Mas há três subtilezas a adicionar a estas conclusões, sublinhadas por três estudos publicados nos últimos anos sobre o tema. A primeira é que a magnitude dessas perdas parece mudar consoante o momento no ciclo eleitoral onde as europeias têm lugar. Na bibliografia sobre o tema há um consenso: quando as europeias se dão pouco tempo depois das legislativas - dentro do chamado período de "lua-de-mel" governamental - a punição para os Governos tende a ser menos expressiva. Contudo, alguns estudos mostram que a punição dos maiores partidos em geral e do partido de Governo em particular volta a ser menor quando as europeias têm lugar no final do ciclo eleitoral, ou seja, mais perto das legislativas subsequentes. O raciocínio é simples: quer para os agentes políticos, quer para os eleitores, na medida em que as europeias sejam vistas como algo mais do que um exercício inconsequente a meio do mandato, os incentivos voltam a mudar. Da parte dos partidos, os esforços de mobilização e de dramatização redobram-se e, da parte dos eleitores, a ideia de que as europeias permitem votar apenas "com o coração" torna-se menos prevalecente. Logo, enquanto os eleitores próximos do partido de governo se sentem menos à vontade para o punir "sem consequências", os eleitores que noutras circunstâncias votariam "sinceramente" têm maiores incentivos para votar útil, voltando a fortalecer os maiores partidos. O caso português dá algum apoio a esta ideia: como mostram André Freire e Efitichia Teperoglou num estudo de 2007 sobre as eleições para o Parlamento Europeu nos países da Europa do Sul, publicado no Journal of Elections, Public Opinion and Parties, as eleições europeias realizadas em Portugal onde as perdas do Governo foram menores foram também aquelas que se realizaram quer nas fases iniciais, quer nas fases terminais dos mandatos governamentais.

A segunda subtileza, revelada num artigo de 2004 de Federico Ferrara e Timo Weishaupt na European Union Politics, é que a magnitude dos ganhos e perdas de qualquer partido - do Governo ou da oposição, grande ou pequeno - nas europeias em relação às legislativas depende também do grau de unidade interna que exibe em relação aos temas europeus, seja essa unidade a favor ou contra a integração. Como explicam os autores, especialmente em temas onde falta informação aos eleitores, quanto menos ambígua for a posição de um partido e quanto mais se transmitir a ideia de que as posições da liderança são claras e apoiadas no interior do partido, maior a capacidade de atrair eleitores ou, pelo menos, mitigar perdas.
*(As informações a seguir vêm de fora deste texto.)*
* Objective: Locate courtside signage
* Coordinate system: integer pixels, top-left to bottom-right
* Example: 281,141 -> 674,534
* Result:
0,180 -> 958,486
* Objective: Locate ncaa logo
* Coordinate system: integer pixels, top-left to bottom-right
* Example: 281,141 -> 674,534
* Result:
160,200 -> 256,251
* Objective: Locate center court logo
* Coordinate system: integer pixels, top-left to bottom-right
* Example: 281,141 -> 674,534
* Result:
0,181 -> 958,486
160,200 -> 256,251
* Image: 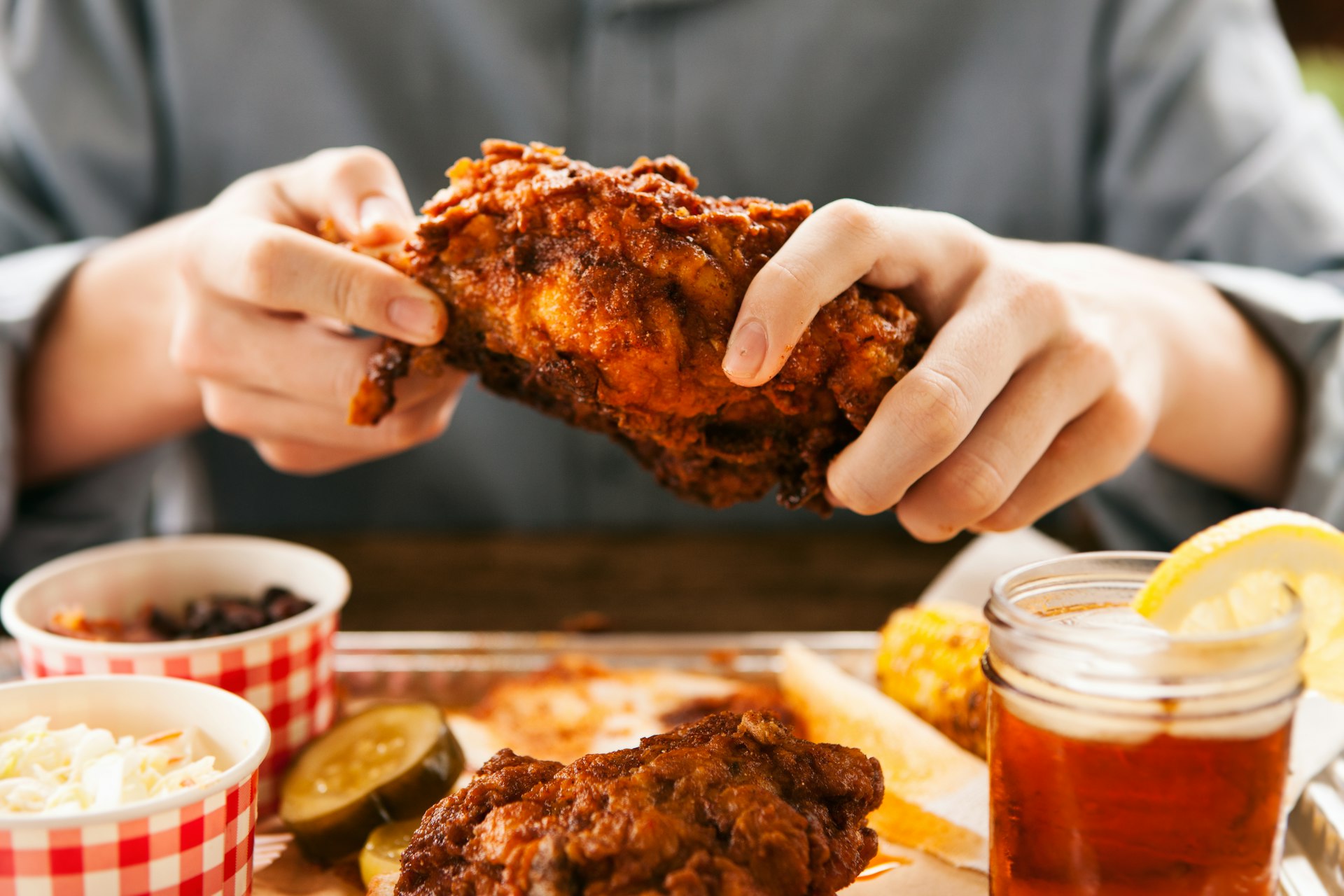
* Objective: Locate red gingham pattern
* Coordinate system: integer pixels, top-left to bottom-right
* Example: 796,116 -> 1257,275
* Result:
16,614 -> 339,811
0,771 -> 257,896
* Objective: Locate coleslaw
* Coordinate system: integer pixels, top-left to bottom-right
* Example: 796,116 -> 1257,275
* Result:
0,716 -> 220,817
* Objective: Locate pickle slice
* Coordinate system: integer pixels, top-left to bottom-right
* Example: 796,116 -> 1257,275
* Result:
279,703 -> 462,864
359,818 -> 421,887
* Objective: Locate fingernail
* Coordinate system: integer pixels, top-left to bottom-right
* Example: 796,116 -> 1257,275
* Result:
723,321 -> 767,380
387,295 -> 444,342
359,196 -> 412,239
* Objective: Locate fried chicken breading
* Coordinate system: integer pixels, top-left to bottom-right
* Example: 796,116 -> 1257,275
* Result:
396,712 -> 883,896
351,140 -> 920,513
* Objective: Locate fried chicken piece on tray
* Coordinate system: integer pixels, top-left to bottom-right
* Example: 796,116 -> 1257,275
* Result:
351,140 -> 922,513
389,712 -> 883,896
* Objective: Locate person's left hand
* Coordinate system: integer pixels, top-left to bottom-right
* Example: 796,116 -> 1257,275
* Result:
724,200 -> 1297,541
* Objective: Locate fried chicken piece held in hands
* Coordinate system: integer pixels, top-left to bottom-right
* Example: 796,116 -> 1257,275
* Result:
396,712 -> 883,896
351,140 -> 920,513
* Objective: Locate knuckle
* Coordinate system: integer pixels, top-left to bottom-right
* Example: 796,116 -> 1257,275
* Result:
326,145 -> 393,181
946,211 -> 1000,272
980,498 -> 1040,532
817,199 -> 878,241
329,265 -> 367,323
938,453 -> 1008,523
827,466 -> 892,516
200,387 -> 248,435
168,309 -> 218,376
1008,274 -> 1066,321
383,411 -> 441,451
1066,332 -> 1121,383
1103,390 -> 1152,456
237,231 -> 286,300
903,365 -> 970,451
897,501 -> 960,544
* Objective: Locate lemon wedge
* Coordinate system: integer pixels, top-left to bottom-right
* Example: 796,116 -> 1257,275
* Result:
1132,509 -> 1344,700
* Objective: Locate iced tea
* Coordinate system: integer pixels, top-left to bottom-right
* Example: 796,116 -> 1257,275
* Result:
985,552 -> 1303,896
989,694 -> 1289,896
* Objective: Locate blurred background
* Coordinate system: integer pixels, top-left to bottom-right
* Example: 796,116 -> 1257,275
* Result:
1278,0 -> 1344,111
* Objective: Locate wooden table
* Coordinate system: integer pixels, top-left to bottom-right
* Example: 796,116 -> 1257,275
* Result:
274,531 -> 965,631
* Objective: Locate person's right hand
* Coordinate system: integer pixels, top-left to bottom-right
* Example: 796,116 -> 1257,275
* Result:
171,148 -> 465,474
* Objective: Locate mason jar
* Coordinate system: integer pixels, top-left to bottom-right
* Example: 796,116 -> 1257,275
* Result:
983,552 -> 1305,896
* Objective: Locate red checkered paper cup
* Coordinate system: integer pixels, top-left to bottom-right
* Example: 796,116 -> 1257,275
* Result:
0,676 -> 270,896
0,535 -> 349,814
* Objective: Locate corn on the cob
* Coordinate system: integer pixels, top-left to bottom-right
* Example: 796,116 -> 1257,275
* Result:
878,605 -> 989,757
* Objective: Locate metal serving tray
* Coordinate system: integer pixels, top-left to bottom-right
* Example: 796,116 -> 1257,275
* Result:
0,631 -> 1344,896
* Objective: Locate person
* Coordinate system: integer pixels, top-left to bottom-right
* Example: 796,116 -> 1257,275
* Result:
0,0 -> 1344,576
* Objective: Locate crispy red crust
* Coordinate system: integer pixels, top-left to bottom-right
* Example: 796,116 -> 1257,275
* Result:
396,712 -> 883,896
351,140 -> 920,512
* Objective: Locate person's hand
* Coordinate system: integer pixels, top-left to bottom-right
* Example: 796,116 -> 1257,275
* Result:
724,200 -> 1296,540
171,148 -> 463,473
19,148 -> 463,485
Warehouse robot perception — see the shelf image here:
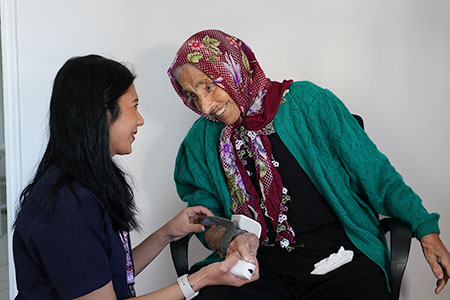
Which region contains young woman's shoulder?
[16,165,105,240]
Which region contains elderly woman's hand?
[226,232,259,264]
[420,233,450,294]
[161,206,214,242]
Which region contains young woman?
[13,55,258,300]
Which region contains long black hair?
[19,55,138,231]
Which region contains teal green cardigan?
[175,82,439,290]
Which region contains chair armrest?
[380,218,412,299]
[170,233,192,276]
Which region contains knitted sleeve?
[316,86,439,238]
[174,118,231,244]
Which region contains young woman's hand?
[189,252,259,291]
[161,206,214,242]
[226,232,259,264]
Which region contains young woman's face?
[109,84,144,157]
[176,64,241,125]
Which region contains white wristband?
[177,274,198,300]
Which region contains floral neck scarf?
[168,30,295,244]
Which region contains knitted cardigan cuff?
[413,213,440,239]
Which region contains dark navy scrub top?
[13,166,131,300]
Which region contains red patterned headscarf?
[168,30,295,247]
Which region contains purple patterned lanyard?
[119,231,136,297]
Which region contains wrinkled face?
[175,64,241,125]
[109,83,144,157]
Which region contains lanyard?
[119,231,136,297]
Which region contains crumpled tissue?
[311,246,353,275]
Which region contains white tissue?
[311,246,353,275]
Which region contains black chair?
[170,115,412,300]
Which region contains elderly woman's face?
[175,64,241,125]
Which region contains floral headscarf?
[168,30,295,247]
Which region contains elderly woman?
[168,30,450,300]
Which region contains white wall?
[4,0,450,299]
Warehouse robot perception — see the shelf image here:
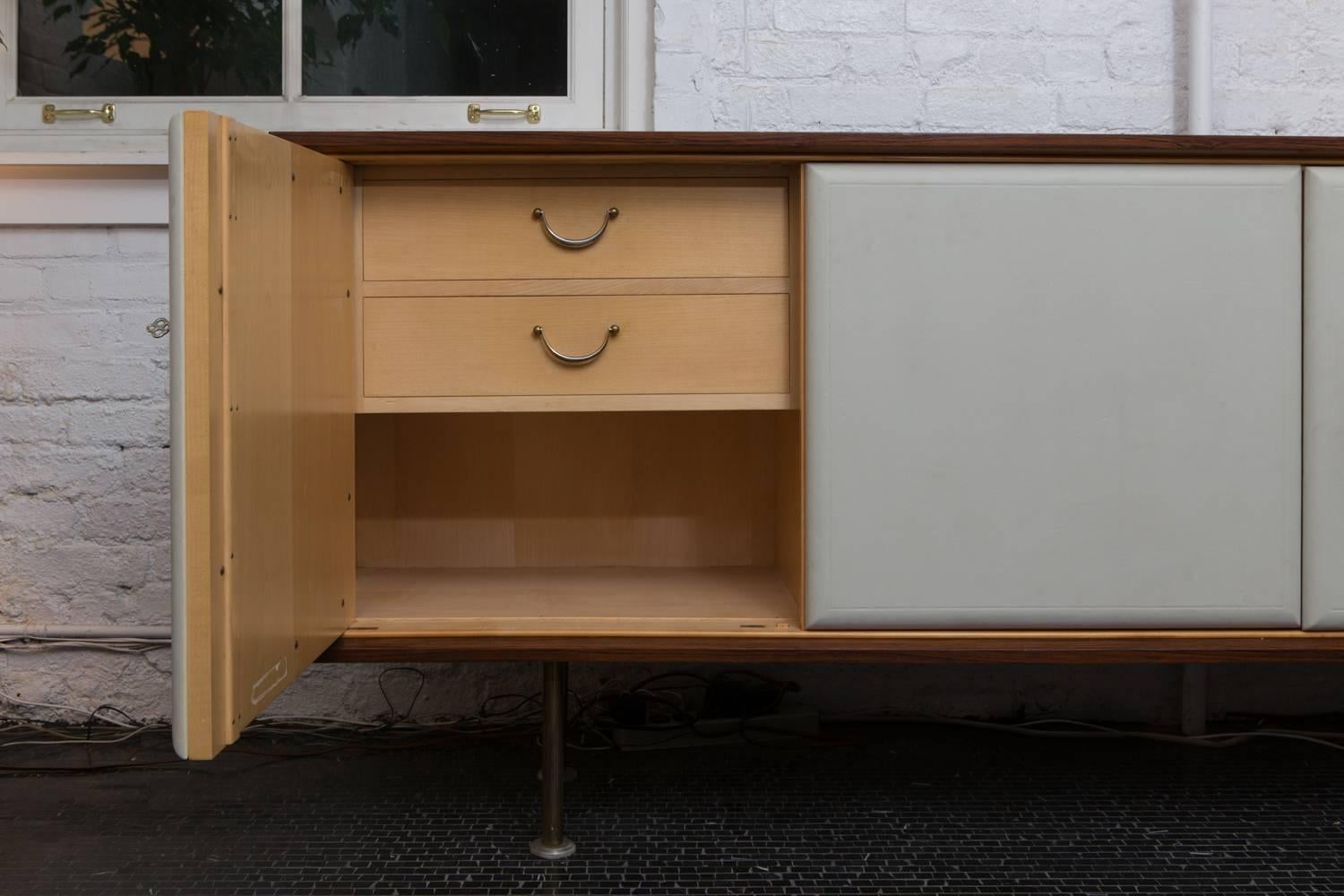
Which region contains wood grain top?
[277,130,1344,164]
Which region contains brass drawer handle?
[532,323,621,366]
[467,102,542,125]
[42,102,117,125]
[532,205,621,248]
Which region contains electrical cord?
[828,711,1344,751]
[0,667,1344,775]
[0,635,172,653]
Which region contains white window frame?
[0,0,618,155]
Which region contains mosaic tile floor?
[0,726,1344,896]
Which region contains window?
[0,0,616,134]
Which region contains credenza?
[171,113,1344,847]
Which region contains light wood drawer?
[365,294,789,398]
[363,177,789,280]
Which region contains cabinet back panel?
[357,411,780,568]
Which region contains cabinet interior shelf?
[351,567,798,635]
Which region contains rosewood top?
[277,130,1344,164]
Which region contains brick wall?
[655,0,1344,134]
[0,227,171,716]
[0,0,1344,719]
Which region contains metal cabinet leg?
[532,662,574,858]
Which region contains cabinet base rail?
[319,624,1344,665]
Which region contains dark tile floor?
[0,726,1344,896]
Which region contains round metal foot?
[532,837,574,858]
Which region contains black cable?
[378,667,425,728]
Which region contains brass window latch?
[42,102,117,125]
[467,102,542,125]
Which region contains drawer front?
[365,294,789,398]
[363,177,789,280]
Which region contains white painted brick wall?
[655,0,1344,134]
[0,0,1344,719]
[0,227,169,716]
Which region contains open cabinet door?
[171,111,355,759]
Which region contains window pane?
[304,0,567,98]
[15,0,282,98]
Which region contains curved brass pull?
[532,205,621,248]
[42,102,117,125]
[467,102,542,125]
[532,323,621,366]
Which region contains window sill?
[0,130,168,165]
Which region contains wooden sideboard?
[172,113,1344,758]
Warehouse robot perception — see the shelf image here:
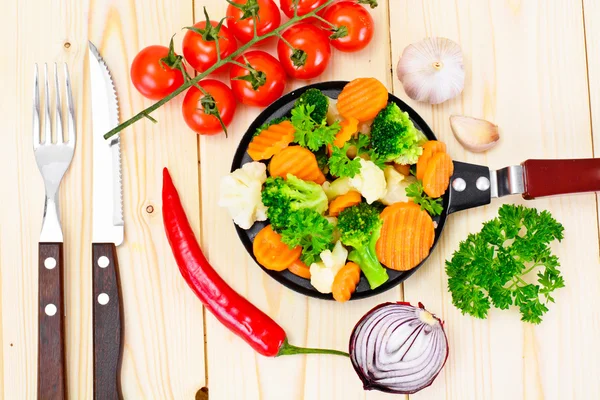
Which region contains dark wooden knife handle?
[38,243,67,400]
[522,158,600,199]
[92,243,123,400]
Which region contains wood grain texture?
[0,0,600,400]
[92,243,123,400]
[37,243,67,400]
[195,0,405,400]
[390,0,600,399]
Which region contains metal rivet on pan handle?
[475,176,490,192]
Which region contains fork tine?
[33,64,40,150]
[40,63,52,144]
[64,63,77,147]
[54,63,65,143]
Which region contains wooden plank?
[195,1,403,400]
[390,0,600,399]
[0,0,205,399]
[88,0,205,399]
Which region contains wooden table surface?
[0,0,600,400]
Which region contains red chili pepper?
[162,168,348,357]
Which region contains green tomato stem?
[104,0,335,139]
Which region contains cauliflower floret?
[379,166,415,206]
[219,161,267,229]
[350,158,386,204]
[310,241,348,293]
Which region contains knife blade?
[490,165,525,197]
[89,42,125,400]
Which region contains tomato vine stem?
[104,0,335,139]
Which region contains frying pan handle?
[521,158,600,200]
[448,161,492,214]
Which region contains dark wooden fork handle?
[92,243,123,400]
[38,243,67,400]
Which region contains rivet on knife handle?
[92,243,123,400]
[38,243,67,400]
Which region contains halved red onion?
[350,302,448,394]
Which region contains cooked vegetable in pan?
[221,78,453,302]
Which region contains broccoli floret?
[337,203,388,289]
[262,174,328,232]
[371,103,426,164]
[252,117,289,137]
[294,88,329,124]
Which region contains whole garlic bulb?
[396,37,465,104]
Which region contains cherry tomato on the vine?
[323,0,375,52]
[229,50,286,107]
[182,79,236,135]
[130,45,183,100]
[277,22,331,79]
[279,0,327,18]
[227,0,281,43]
[183,21,237,72]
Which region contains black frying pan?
[231,81,600,300]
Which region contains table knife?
[89,42,124,400]
[448,158,600,213]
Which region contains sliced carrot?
[248,121,295,161]
[288,260,310,279]
[331,262,360,303]
[375,203,434,271]
[252,225,302,271]
[423,153,454,198]
[417,140,446,179]
[337,78,388,122]
[269,146,325,185]
[394,163,410,176]
[329,190,362,217]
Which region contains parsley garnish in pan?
[446,205,565,324]
[406,181,444,216]
[291,104,340,151]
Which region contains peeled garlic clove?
[450,115,500,153]
[396,37,465,104]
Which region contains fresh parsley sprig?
[291,104,340,151]
[406,181,444,216]
[329,134,385,178]
[446,204,565,324]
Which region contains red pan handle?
[521,158,600,200]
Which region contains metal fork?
[33,63,76,399]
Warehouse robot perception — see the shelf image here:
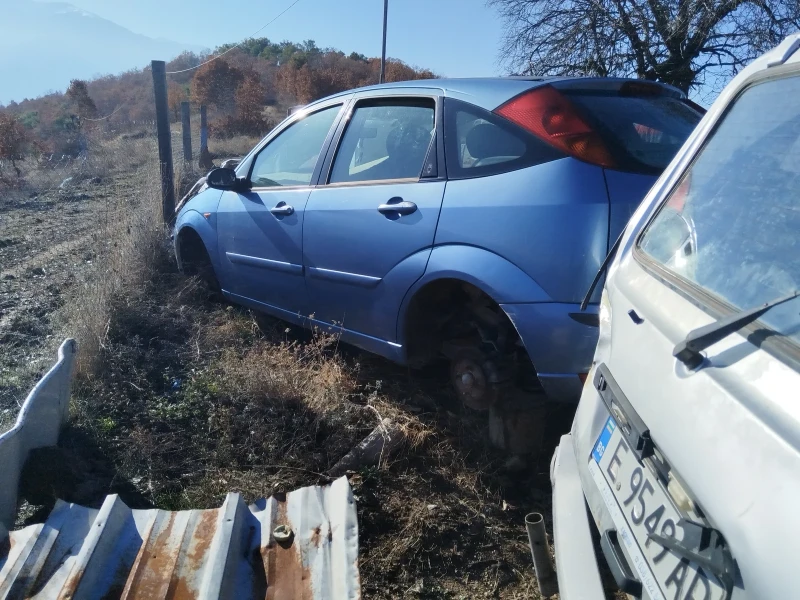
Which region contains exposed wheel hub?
[450,353,496,410]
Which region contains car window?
[640,77,800,350]
[330,99,435,183]
[445,98,564,179]
[565,87,702,173]
[250,105,341,187]
[456,110,525,169]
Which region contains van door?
[573,70,800,599]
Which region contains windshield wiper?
[581,229,625,312]
[672,290,800,369]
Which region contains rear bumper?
[550,434,605,600]
[500,302,598,404]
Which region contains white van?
[551,34,800,600]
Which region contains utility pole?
[181,102,192,163]
[379,0,389,83]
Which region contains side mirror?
[206,168,244,190]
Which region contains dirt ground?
[0,171,122,430]
[0,137,620,599]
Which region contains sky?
[42,0,504,77]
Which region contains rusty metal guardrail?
[0,339,78,535]
[0,340,361,600]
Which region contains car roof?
[308,76,685,110]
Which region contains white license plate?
[589,417,726,600]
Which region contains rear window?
[639,76,800,344]
[562,90,702,173]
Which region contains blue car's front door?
[303,91,445,346]
[218,103,342,317]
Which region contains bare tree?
[488,0,800,92]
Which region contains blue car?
[174,78,702,409]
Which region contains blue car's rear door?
[303,88,445,354]
[218,101,344,318]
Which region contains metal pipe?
[525,513,558,598]
[378,0,389,83]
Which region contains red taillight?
[494,85,614,167]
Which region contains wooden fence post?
[151,60,175,223]
[181,102,192,163]
[199,104,214,169]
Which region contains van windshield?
[640,76,800,345]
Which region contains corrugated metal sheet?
[0,340,361,600]
[0,477,360,600]
[0,339,78,539]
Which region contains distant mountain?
[0,0,203,104]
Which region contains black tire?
[181,236,222,300]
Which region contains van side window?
[445,98,564,179]
[639,76,800,344]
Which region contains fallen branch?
[328,419,405,477]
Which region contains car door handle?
[269,202,294,216]
[378,200,417,215]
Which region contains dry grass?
[208,135,261,159]
[6,134,564,600]
[61,140,167,376]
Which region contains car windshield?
[568,89,702,173]
[640,76,800,344]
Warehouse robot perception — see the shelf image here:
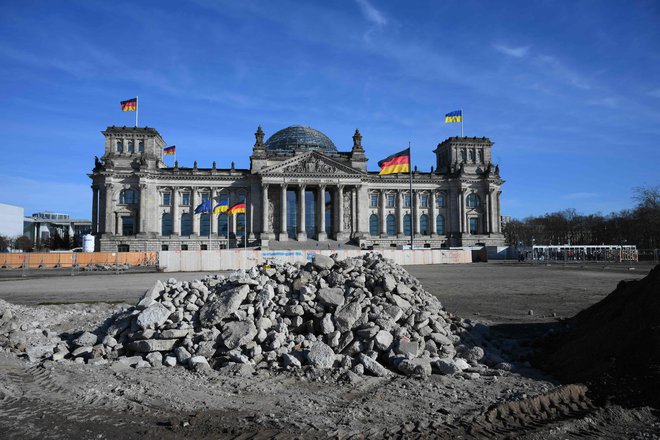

A terceira subtileza resulta de um estudo publicado já este ano no British Journal of Political Science, por Sara Hobolt, Jae-Jae Spoon e James Tilley. O que Hobolt e os seus colegas mostram é que os castigos ao Governo variam também de acordo com o tom geral da cobertura mediática das eleições europeias. Como os partidos de governo são geralmente mais pró-europeístas que o eleitor mediano, quanto mais a campanha tiver um tom eurocéptico, mais os eleitores tendem a dar relevo ao tema e à sua distância em relação ao partido de governos nessa matéria, punindo-o eleitoralmente.

Muito do que se vem escrevendo sobre as (más) perspectivas do PS nestas eleições resulta do modelo geral, e deverá estar genericamente correcto: ninguém imagina que o PS possa replicar nas europeias os resultados de 2004 ou 2005. Mas não toma em conta as subtilezas. Em 2004, as europeias tiveram lugar a meio do mandato de um governo que apresentou uma candidatura conjunta de dois partidos cuja unidade interna em relação à Europa era duvidosa, e no rescaldo de uma cobertura mediática da campanha que, em Portugal e fora, foi uma das mais negativas em relação à Europa de que há memória. Em 2009, as atitudes em relação à integração, que certamente se irão reflectir na cobertura da campanha, são hoje, num momento de profunda crise económica, bem menos negativas do que em 2004. A eleição terá lugar no final do mandato. O PS, certamente preocupado com o voto que possa perder para eleitores mais diletantes, já anunciou que as eleições "não são a feijões" e as suas clivagens internas - profundas e reais - não têm a ver com a Europa. Claro que, no meio de tudo isto, a única coisa anómala é o facto de o PSD não ter sequer iniciado a sua campanha nem ter um cabeça de lista. Mas a política tem por vezes - e digo isto sem ironia - razões que a Ciência Política desconhece. Em Junho veremos o saldo de tudo isto.